Colombia goes to the polls tonight for the second and deciding round of its presidential election. It’s attracted rather less attention than the last one, four years ago, which was seen as a milestone in deciding between war and peace. It also looks like being a bit more one-sided, unless the polls are badly wrong.
In 2014, incumbent Juan Manuel Santos sought a second term and a mandate to complete a peace agreement with the FARC guerrilla group. He won with 53.1% of the vote, and the peace was duly signed in 2016. (It was subsequently amended after being defeated in a referendum.) Santos won the Nobel peace prize as a result.
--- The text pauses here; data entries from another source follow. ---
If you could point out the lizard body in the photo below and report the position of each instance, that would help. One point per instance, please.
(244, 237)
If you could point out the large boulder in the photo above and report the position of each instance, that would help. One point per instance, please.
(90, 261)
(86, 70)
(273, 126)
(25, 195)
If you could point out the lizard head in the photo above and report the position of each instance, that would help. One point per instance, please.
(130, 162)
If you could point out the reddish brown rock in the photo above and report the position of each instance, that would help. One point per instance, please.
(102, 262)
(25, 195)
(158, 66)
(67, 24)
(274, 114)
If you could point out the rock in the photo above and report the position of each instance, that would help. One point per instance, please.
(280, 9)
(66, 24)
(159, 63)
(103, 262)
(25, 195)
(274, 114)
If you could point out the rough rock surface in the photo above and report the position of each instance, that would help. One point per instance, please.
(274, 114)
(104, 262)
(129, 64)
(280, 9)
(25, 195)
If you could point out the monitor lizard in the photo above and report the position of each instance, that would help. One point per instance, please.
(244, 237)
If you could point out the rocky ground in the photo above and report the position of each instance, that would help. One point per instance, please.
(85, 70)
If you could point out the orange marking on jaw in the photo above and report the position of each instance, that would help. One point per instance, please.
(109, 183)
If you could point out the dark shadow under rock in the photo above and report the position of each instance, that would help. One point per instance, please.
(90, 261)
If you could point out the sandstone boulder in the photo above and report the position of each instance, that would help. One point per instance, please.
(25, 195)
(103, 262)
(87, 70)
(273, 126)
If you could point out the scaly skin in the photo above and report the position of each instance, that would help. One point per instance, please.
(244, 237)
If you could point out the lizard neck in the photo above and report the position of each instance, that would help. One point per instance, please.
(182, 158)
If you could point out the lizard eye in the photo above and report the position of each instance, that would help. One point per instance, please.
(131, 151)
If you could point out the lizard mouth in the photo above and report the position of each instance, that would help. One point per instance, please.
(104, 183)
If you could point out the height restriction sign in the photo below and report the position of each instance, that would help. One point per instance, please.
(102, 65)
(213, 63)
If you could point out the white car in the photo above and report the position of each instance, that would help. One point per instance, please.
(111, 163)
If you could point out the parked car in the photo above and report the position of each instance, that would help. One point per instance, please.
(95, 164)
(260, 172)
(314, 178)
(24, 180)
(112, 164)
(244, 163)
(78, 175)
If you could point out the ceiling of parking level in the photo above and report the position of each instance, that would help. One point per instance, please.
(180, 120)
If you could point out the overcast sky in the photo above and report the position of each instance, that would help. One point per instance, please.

Santos had the credentials for the task: he had served as defence minister under centre-right president Álvaro Uribe and was Uribe’s chosen successor in 2010. Once in office he decided to pursue the path of peace, but although Uribe and other conservatives turned against him, they could never convincingly paint him as a left-winger.
With presidents limited to two terms – in future, as a result of a recent constitutional amendment, it will be only one – tonight’s vote will choose Santos’s successor. In the first round, held three weeks ago, the right’s Iván Duque led comfortably with 39.9% from the left’s Gustavo Petro on 25.6%. Of the other five candidates, most of the support went to two who were positioned in the centre: Sergio Fajardo with 24.2% and Germán Vargas Lleras (who had been Santos’s vice-president) with 7.4%.
If there was preferential voting, Vargas Lleras’s preferences would quite probably have put Fajardo ahead of Petro. Instead they were both eliminated, and voters have to choose between the extremes of right and left.
Neither, however, seems particularly extreme by Latin American standards. Duque is a lawyer and economist who has spent four years in the Colombian Senate; a close ally of Uribe, he represents mainstream conservatism. Although he opposed the deal with FARC, his goal as president would be to revise it rather than tear it up.
Petro is an economist and former mayor of Bogotá, but in his youth was a left-wing guerrilla himself – not in FARC, but in the M-19 movement, which was active in the 1970s and ’80s. Duque has tried to portray him as a disciple of Fidel Castro and Hugo Chávez, but while Petro’s economic proposals are clearly on the left there is no sign that he shares their authoritarianism.
In any case, if the polls are right Petro is unlikely to get the chance to implement his policies: Duque has led consistently, sometimes by as much as 20 points. The gap, however, seems to be narrowing – a poll last week has Duque only 5.5% ahead – and while Petro looks to have an uphill task, he should not be written off entirely.
So it looks as if Latin America’s rightward shift is still on, and the militants of FARC will have to decide if Duque’s proposed changes to the agreement are sufficiently bad to justify taking up arms again. I suspect they will decide they’re not, but Colombia could be in for some interesting times.